[Beowulf] Hadoop
Gerry Creager
gerry.creager at tamu.edu
Fri Jan 2 04:30:16 PST 2009
Gus Correa wrote:
> Hello Beowulfers
>
> (This thread should be renamed "Matlab and Octave".)
>
> Matlab is the "lingua franca" for computing among students and young
> scientists,
> at least in Earth Sciences (solid earth, atmosphere/oceans/climate,
> geochemistry, etc), as I observe it here.
> A number of our students come from Physics, Chemistry, Biology, etc,
> hence the trend is probably more widespread.
> Some can get by graduate school even with Excel only.
Hrmph. I know of one "numerical analysis" class taught in Excel. I've
more confidence in Matlab for that, but that's an aside.
Do me a favor and say "Hey!" to Rob Arko, please.
> As others observed on this thread, Matlab is a great prototyping tool,
> which makes it very attractive.
> Integrated environment, with GUI, editor, online help,
> programming examples and tips, and instant visualization of results,
> is yet another high point of Matlab.
> For most people this type of environment is not only convenient,
> but also addictive.
> I like Octave, the command line is virtually identical to Matlab,
> but couldn't get all these GUI-sh bells and whistles to work in Octave.
> Because of this dependence, our Observatory has a Matlab site license.

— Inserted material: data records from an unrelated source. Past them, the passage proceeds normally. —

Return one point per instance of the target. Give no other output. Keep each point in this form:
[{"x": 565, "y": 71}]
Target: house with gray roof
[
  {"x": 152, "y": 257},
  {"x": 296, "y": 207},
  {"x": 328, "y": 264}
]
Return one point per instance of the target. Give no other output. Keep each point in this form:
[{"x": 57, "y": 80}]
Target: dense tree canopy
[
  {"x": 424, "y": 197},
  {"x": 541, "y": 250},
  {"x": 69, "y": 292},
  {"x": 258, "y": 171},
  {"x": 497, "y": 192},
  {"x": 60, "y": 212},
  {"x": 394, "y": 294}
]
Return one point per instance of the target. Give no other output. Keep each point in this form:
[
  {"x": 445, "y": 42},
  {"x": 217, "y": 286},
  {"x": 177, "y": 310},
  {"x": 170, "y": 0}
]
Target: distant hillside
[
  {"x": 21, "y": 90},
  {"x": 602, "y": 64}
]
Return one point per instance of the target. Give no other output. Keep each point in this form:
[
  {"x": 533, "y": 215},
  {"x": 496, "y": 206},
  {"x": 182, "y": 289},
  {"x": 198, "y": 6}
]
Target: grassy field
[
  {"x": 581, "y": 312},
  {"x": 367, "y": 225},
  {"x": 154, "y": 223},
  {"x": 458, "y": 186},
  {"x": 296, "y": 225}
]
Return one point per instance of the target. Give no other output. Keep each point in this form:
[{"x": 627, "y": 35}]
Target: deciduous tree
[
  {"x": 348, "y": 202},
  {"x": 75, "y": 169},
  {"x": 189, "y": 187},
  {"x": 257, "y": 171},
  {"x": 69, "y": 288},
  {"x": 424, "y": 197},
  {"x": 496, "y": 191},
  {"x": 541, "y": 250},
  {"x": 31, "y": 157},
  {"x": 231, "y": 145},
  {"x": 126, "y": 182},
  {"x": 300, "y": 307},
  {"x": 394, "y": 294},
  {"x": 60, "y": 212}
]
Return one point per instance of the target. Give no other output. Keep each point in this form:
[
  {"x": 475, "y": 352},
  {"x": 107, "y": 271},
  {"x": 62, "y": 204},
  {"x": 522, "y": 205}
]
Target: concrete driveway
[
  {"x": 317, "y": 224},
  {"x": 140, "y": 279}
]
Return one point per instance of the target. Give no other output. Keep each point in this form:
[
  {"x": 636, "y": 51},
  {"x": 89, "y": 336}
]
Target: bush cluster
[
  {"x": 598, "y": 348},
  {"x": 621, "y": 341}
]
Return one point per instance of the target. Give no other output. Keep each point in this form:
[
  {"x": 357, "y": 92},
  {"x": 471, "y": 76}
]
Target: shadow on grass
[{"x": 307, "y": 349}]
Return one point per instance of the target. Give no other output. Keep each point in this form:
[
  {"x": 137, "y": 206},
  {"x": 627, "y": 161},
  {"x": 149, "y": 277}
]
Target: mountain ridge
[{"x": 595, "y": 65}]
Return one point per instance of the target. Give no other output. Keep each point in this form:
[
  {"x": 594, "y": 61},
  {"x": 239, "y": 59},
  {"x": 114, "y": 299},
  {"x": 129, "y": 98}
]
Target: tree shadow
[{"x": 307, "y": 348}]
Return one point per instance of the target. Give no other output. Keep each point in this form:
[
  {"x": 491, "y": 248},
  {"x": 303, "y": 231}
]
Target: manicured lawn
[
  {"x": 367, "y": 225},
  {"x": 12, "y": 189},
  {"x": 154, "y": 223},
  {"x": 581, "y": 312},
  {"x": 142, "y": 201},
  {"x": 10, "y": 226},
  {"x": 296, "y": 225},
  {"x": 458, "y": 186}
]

I've long suspected that the GUI is the opiate of choice in these cases.
Especially when one thinks in terms of the reluctant... or
untrained... programmer.
> Moreover, several top numerical models in oceans and climate depend
> heavily on Matlab scripts for post-processing and data analysis.

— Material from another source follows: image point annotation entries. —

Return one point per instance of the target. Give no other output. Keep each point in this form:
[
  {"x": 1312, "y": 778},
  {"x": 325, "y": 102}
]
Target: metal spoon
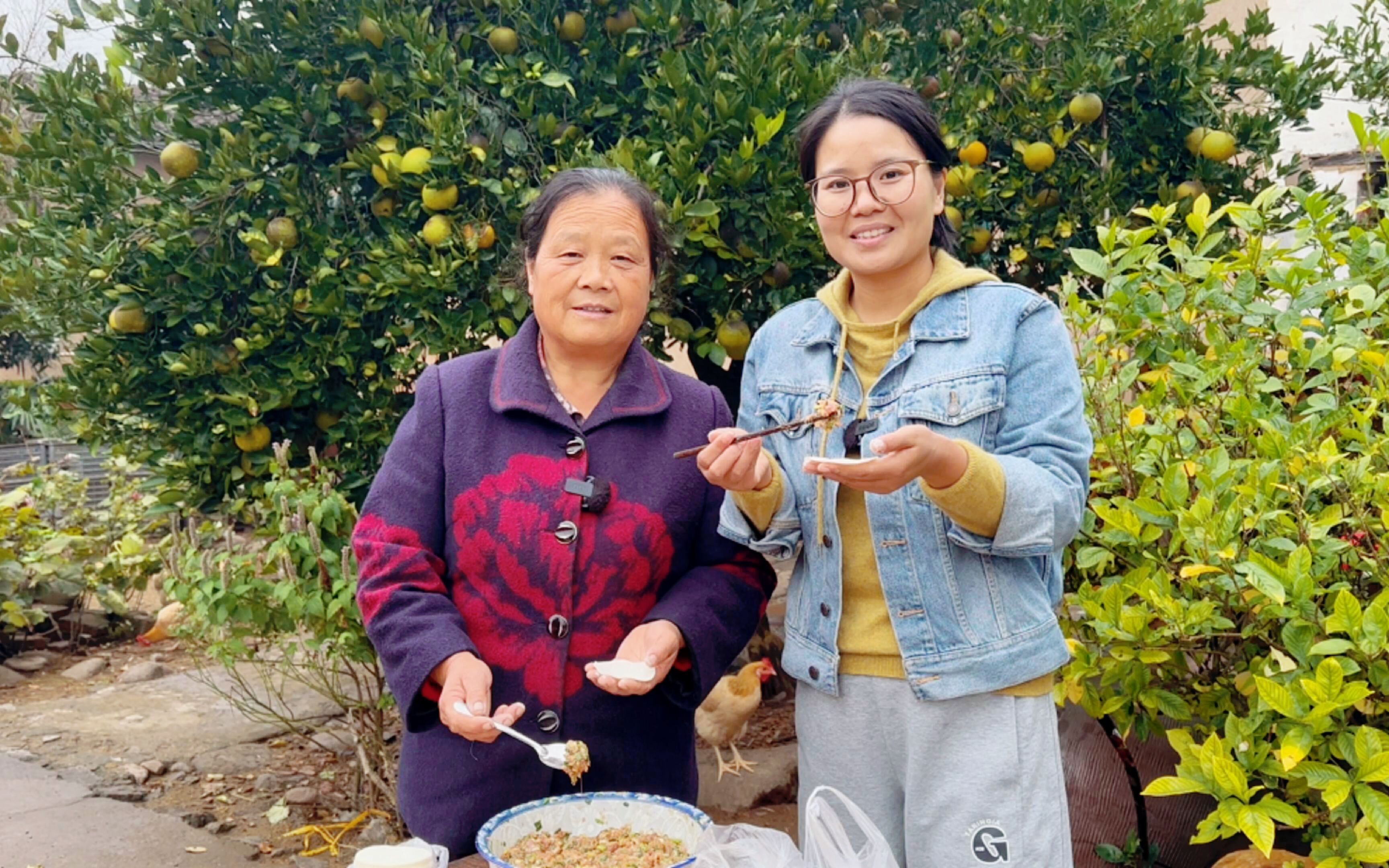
[{"x": 551, "y": 755}]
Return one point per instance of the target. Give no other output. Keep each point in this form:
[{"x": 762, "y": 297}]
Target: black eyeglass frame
[{"x": 853, "y": 199}]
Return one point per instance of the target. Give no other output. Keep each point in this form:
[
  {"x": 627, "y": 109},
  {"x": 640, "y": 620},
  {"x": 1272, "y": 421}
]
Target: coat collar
[
  {"x": 518, "y": 384},
  {"x": 944, "y": 319}
]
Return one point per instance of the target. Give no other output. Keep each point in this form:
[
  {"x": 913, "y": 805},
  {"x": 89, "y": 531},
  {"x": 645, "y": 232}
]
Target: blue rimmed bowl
[{"x": 591, "y": 814}]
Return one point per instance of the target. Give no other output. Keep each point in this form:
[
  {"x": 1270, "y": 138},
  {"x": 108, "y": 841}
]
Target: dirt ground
[{"x": 227, "y": 791}]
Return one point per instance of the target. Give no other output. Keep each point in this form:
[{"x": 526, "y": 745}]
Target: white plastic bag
[
  {"x": 745, "y": 846},
  {"x": 828, "y": 843}
]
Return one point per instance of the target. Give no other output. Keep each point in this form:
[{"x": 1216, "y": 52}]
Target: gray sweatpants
[{"x": 957, "y": 784}]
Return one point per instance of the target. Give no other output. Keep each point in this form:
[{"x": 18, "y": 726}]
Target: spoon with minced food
[{"x": 569, "y": 757}]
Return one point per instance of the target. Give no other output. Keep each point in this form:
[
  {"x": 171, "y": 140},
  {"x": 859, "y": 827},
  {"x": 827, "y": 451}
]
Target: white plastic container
[{"x": 384, "y": 856}]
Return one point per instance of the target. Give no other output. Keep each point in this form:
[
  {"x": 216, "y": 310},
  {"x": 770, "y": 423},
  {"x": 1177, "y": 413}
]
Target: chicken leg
[
  {"x": 740, "y": 763},
  {"x": 725, "y": 767}
]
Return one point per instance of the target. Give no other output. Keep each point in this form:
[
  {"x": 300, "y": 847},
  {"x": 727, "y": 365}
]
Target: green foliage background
[{"x": 698, "y": 98}]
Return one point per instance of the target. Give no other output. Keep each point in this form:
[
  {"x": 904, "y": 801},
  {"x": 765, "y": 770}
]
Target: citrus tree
[
  {"x": 1230, "y": 579},
  {"x": 339, "y": 184}
]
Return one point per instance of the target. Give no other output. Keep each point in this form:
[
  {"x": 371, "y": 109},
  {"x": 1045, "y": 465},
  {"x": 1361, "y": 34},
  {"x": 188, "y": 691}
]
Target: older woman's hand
[
  {"x": 658, "y": 645},
  {"x": 463, "y": 678},
  {"x": 735, "y": 467}
]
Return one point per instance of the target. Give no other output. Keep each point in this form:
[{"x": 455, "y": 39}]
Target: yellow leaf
[{"x": 1191, "y": 571}]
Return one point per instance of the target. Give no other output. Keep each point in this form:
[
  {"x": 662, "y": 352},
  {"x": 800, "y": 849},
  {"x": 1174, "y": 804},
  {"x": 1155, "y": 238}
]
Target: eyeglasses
[{"x": 891, "y": 184}]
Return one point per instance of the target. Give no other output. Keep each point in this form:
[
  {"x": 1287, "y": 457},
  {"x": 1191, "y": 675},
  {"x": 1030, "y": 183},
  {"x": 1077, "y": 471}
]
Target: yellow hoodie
[{"x": 867, "y": 642}]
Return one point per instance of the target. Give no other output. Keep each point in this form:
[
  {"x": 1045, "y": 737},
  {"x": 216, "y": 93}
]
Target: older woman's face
[{"x": 591, "y": 280}]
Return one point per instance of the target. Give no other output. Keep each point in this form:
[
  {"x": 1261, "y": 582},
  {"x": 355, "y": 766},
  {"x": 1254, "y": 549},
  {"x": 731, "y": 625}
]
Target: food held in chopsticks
[
  {"x": 576, "y": 760},
  {"x": 826, "y": 417}
]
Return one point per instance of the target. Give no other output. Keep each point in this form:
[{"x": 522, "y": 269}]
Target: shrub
[
  {"x": 205, "y": 324},
  {"x": 1231, "y": 579}
]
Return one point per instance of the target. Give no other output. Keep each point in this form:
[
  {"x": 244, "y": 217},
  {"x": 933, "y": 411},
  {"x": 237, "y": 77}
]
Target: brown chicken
[
  {"x": 723, "y": 719},
  {"x": 1254, "y": 859},
  {"x": 164, "y": 621}
]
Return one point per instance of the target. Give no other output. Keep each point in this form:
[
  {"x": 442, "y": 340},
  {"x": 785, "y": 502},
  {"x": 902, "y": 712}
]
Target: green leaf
[
  {"x": 703, "y": 209},
  {"x": 1172, "y": 785},
  {"x": 1330, "y": 648},
  {"x": 1263, "y": 581},
  {"x": 1230, "y": 777},
  {"x": 1258, "y": 827},
  {"x": 1374, "y": 806},
  {"x": 1277, "y": 696},
  {"x": 1091, "y": 262},
  {"x": 1376, "y": 770},
  {"x": 1173, "y": 706},
  {"x": 1335, "y": 794},
  {"x": 1369, "y": 850}
]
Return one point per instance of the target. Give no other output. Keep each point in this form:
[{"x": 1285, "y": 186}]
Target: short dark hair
[
  {"x": 893, "y": 103},
  {"x": 590, "y": 181}
]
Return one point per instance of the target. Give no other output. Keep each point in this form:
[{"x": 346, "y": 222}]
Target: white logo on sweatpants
[{"x": 988, "y": 842}]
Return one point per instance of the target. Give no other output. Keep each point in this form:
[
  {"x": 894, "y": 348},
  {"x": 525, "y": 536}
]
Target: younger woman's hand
[{"x": 903, "y": 457}]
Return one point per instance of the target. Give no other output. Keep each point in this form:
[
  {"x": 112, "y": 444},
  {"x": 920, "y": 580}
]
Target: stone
[
  {"x": 337, "y": 739},
  {"x": 234, "y": 760},
  {"x": 142, "y": 673},
  {"x": 135, "y": 773},
  {"x": 27, "y": 663},
  {"x": 776, "y": 781},
  {"x": 121, "y": 792},
  {"x": 87, "y": 670},
  {"x": 302, "y": 795}
]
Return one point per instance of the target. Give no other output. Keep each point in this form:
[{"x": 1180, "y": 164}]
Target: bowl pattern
[{"x": 591, "y": 814}]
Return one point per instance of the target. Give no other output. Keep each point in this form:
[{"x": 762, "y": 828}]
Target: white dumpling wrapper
[{"x": 631, "y": 670}]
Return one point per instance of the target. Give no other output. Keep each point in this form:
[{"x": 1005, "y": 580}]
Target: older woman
[{"x": 529, "y": 521}]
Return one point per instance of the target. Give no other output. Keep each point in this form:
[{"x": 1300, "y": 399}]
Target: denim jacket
[{"x": 991, "y": 364}]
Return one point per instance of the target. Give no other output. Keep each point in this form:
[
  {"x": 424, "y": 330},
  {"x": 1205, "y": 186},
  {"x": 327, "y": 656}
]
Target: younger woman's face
[{"x": 871, "y": 238}]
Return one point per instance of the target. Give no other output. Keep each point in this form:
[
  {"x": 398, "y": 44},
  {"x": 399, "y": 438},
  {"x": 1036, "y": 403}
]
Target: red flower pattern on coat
[
  {"x": 391, "y": 557},
  {"x": 512, "y": 574}
]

There's also lots of work going on in ATMO, including radar analysis.
However, it's my opinion, having been involved with the products of a
radar class that was taught here (the prof left for other pursuits) that
he did the kids a disservice by making things easier with Matlab: They
knew which scripts and building blocks to use, but had little concept of
the signal analysis they'd invoked, nor of the underlying
science/engineering of their code or of a doppler radar system.
> This may be the case in other areas too.
> For instance, not long ago I saw several job ads for Matlab programmers in
> the Princeton Plasma Physics Lab.
> As Matlab scripts and tasks get bigger and bigger, the positive feedback
> created the need and market for parallel versions of Matlab.
>
> In many cases Matlab is the only programming environment that
> science and engineering students came across with.
> It is introduced on Linear Algebra, Numerical Analysis, Signal Processing,
> and other classes, and it sticks, it settles down.
> As James, Gerry and others observed,
> a lot of people only need to do prototyping anyway: proof of concept,
> one-time calculations of modest size,
> and for this Matlab works very well.
>
> Matlab's cavalier approach to memory management -
> or perhaps the inadvertent cavalier approach to Matlab by naive users -
> may be the main cause for the scaling problems.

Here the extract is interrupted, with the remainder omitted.